Bai used to set the log and alarm operation of Loki data source by Grafana. Although alarms can be directly configured on the Grafana panel, they still cannot be centrally maintained and managed. With all that Loki has written about, does it have rules like Promethues for managing policies? The answer is yes!
Following Loki’s RoadMap, Ruler will be launched in Loki 1.7.0. So xiaobai will take you to have a taste today, to experience the correct posture of the log alarm in Loki.
Loki Ruler
Loki1.7 will include a component called Ruler, which was introduced from the Crotex project (remember the Loki cluster architecture?). The main function of Ruler is to continuously query rules rules and push events exceeding the threshold to alert-Manager or other Webhook services.With Cortex, The Ruler component of Loki also has the same architecture. The only major architectural difference between Loki and Cortex is the Configs API. 😂 However, the great thing is that with the consistent hash ring registered with Consul, Loki ruler also supports distributed deployment of multiple instances, with each instance using its own rules according to sharding coordination needs. But it’s a dynamic process,Any addition or deletion of the Ruler instance will result in the re-sharding of Rules
.
Currently, it is relatively easy to enable the ruler component of Loki. As long as the following configuration is introduced and -target=ruler is added in the parameters of Loki startup.

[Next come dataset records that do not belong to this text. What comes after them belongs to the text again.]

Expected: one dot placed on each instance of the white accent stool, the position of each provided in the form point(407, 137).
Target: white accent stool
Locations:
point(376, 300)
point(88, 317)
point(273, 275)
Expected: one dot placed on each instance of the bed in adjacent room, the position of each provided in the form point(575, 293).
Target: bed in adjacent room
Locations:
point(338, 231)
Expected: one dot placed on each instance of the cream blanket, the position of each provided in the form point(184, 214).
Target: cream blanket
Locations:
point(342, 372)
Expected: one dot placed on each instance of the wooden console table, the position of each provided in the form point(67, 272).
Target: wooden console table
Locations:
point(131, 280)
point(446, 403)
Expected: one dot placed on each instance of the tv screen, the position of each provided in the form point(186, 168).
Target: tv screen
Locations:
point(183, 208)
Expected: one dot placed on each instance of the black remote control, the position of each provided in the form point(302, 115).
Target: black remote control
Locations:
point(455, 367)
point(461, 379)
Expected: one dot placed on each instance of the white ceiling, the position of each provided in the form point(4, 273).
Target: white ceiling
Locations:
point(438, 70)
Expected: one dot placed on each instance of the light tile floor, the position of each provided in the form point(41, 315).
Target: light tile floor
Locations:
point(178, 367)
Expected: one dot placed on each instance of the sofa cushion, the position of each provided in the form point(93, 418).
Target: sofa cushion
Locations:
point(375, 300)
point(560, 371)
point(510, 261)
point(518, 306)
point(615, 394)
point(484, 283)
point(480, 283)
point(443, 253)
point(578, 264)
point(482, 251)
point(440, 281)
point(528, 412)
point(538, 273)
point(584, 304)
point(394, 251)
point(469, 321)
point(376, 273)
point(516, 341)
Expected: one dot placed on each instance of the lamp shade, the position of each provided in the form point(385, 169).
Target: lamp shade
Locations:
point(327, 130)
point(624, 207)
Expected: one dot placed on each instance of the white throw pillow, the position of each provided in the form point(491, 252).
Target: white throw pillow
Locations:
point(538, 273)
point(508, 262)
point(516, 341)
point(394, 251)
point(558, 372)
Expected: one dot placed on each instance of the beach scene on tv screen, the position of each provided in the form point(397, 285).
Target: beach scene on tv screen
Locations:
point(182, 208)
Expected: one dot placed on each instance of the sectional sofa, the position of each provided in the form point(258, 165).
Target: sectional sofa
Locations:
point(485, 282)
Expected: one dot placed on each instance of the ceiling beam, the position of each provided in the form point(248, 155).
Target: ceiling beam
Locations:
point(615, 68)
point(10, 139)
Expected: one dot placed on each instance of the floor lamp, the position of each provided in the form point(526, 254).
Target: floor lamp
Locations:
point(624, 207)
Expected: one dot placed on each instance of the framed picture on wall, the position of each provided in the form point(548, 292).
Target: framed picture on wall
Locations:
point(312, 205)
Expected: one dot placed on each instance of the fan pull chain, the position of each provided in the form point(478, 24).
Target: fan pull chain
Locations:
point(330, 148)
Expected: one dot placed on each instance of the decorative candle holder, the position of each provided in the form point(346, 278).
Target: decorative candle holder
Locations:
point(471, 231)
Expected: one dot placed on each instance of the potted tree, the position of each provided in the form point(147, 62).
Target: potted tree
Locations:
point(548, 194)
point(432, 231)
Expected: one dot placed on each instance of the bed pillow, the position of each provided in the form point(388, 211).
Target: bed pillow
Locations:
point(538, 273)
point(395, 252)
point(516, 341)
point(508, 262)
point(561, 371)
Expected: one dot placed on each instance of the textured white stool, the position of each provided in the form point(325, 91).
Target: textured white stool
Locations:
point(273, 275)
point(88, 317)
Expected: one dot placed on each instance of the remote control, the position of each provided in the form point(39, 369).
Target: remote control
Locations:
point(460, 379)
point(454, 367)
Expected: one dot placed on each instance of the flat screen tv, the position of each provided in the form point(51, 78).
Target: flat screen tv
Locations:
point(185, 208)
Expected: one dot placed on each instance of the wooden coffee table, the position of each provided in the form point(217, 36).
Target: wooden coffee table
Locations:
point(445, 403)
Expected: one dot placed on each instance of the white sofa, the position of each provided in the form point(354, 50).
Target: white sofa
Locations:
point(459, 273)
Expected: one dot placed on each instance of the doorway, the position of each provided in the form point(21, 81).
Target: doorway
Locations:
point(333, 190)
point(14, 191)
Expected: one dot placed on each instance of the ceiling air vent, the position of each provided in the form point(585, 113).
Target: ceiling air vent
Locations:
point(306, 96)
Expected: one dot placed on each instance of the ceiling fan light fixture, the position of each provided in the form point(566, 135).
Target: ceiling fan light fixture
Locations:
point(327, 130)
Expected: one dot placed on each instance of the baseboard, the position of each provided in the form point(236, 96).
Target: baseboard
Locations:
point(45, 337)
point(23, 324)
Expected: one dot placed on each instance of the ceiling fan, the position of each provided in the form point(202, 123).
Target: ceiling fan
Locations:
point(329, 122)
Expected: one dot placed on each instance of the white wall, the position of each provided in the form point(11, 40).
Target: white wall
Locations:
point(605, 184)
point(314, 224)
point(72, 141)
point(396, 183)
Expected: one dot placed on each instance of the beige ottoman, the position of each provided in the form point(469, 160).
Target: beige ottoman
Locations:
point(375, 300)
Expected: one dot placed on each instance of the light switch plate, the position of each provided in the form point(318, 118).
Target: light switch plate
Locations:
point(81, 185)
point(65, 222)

External_url: / / alertManager/alertManager_URL: < alertManager_endpoint > enable_AlertManager_v2: true # Enable_API enable_API: Enable_sharding: True # Ruler consistent hash ring configuration to support multiple instances and sharding rings. <consul-endpoint>:8500 Store: consul # rules Temporary rule file storage path rule_path: / TMP /rules # rules # Support local storage (local) and object file systems (Azure, GCS, S3, SWIFT) / Loki /rules # rules flush_period: 1mCopy the code
For students who want to experience Ruler quickly, you can use Loki-cluster-deploy launched by Docker-compose to deploy the demo
Alert configuration
Loki’s rulers rules and structure are fully compatible with Prometheus, the only difference being the query statement. In Loki we use logQL to query log metrics. A typical rules configuration is described as follows:
Groups: # group name - name: <string> rules: # Alert - Alert: <string> < string > # generate the alarm to the duration of the pending. [for: < duration > | default = 0 s] # customize the alarm event label labels: [< labelname > : Annotations: [< labelName >: < TMPL_string >]Copy the code
For example, if the user wants to penalize alarms if the error rate of a certain service log is greater than 5%, it can be configured as follows:
groups:
- name: should_fire
rules:
- alert: HighPercentageError
expr: |
sum(rate({app="foo", env="production"} |= "error" [5m])) by (job)
/
sum(rate({app="foo", env="production"}[5m])) by (job)
> 0.05
for: 10m
labels:
severity: page
annotations:
summary: High request latency
Copy the code
When an alarm event is generated, we can receive the notification of the event on alert-Manager.
Ruler use
- Before metrics was used to monitor alarms
For some businesses that may not have their own application runtime metrics exposed, it is easier to build metrics alarms by querying logs. For example, the application error rate alarm mentioned above.
- Black box monitoring
For applications that are completely out of our control (open source services or third-party closed source products), it’s a quick way to query log metrics when they don’t provide monitoring metrics.
The following is a big guy using nginx logs and logQL to do monitoring and alarm market, it is not too cool.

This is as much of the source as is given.